Faut-il alors revoir le calendrier ? Le gouvernement veut que la première lecture à l'Assemblée s'achève le 3 mars, et certains jugent qu'il risque de devoir en passer par l'article 49-3 de la Constitution permettant une adoption sans vote…

Le gouvernement et les parlementaires ont des outils à disposition qui permettent que les amendements de pure forme ne viennent pas empêcher les discussions de fond. Et puis une partie du texte a quand même été discutée en commission spéciale et sa présidente a dit que les amendements votés seraient repris, cela devrait permettre de gagner du temps.

Le gouvernement, qui n'a pas réussi à retourner l'opinion, a-t-il raison de s'obstiner ?

Nous ne sommes pas demandeurs de cette réforme. Mais la réponse à votre question est politique. Le syndicaliste que je suis ne peut y répondre. Le président de la République vient de rappeler qu'il ira au bout de sa réforme, mon boulot de syndicaliste est donc de chercher à ce qu'elle soit la moins mauvaise possible pour les salariés et les plus fragiles.

Avez-vous le sentiment d'avoir été entendu ?

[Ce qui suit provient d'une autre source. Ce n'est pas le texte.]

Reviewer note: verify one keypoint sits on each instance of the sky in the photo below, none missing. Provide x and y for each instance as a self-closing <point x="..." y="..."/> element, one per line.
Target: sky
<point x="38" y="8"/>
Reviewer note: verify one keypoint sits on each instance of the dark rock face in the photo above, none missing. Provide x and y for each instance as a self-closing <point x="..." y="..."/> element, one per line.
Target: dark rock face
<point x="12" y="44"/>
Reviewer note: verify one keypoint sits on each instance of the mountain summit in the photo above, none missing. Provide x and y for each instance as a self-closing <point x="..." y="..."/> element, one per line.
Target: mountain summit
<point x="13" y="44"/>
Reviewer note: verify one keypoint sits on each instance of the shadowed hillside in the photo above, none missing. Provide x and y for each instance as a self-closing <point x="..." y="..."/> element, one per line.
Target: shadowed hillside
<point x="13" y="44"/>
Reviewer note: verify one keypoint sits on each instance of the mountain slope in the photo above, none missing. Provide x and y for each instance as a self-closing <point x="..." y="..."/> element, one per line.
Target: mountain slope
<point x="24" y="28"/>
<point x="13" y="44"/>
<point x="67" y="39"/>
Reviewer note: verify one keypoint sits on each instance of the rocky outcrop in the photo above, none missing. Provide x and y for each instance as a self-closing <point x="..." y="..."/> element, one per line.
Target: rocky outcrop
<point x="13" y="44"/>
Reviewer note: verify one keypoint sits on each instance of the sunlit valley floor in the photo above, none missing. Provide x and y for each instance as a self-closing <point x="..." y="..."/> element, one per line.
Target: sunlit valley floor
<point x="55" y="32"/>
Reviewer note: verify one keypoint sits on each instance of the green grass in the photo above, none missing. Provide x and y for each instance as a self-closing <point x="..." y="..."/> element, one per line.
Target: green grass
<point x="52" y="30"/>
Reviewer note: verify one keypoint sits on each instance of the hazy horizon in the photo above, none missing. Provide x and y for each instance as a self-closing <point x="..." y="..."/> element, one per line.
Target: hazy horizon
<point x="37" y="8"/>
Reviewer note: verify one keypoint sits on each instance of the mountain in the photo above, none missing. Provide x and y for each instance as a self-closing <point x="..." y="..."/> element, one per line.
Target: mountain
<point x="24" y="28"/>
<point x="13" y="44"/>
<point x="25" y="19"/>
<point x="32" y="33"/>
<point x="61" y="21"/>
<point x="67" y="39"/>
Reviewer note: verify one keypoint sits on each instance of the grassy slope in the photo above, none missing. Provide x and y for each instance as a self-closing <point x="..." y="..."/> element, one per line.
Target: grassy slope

J'ai bien vu que sur certains débats - la nécessité de revaloriser les salaires de certaines professions, le travail sur les transitions - les choses allaient dans le bon sens. Mais outre le fait que cela reste à confirmer, l'essentiel de l'affaire c'est de savoir comment on va utiliser la conférence de financement pour poser les débats de fond et s'assurer que la réforme sera équitable.

Sur l'âge d'équilibre, êtes-vous prêt à transiger ?

J'espère qu'on trouvera une autre solution à court terme. Pour ce qui est du futur système, il y aurait une solution très simple : une surcote pour inciter les travailleurs à aller au-delà de l'âge légal de 62 ans.

Vous savez que le gouvernement ne l'acceptera jamais…

Pourquoi faut-il travailler sur le sujet dans l'urgence ? Compte tenu de la durée des transitions, il serait prudent de prendre le temps d'en discuter à froid.

L'Unsa a traversé une zone de turbulences, certains de ses syndicats réclamant un retrait de la réforme quand vous avez accepté de négocier. Avez-vous perdu des adhérents ?

Objectivement, la réponse est non. Notre stratégie des deux fers au feu de l'action, avec les secteurs les plus concernés mobilisés et une participation à la négociation au niveau interprofessionnel a bien fonctionné et créé plutôt de la fierté à l'interne, car elle a montré notre utilité pour les salariés.

On aurait pu basculer soit du côté de ceux qui ont politisé ce conflit en demandant le retrait du projet, soit attendre, comme la CFDT, que la réforme soit celle que l'on voulait. Je ne jette la pierre ni aux uns ni aux autres, mais en étant ni les uns ni les autres, nous avons été porteurs de solutions et écoutés.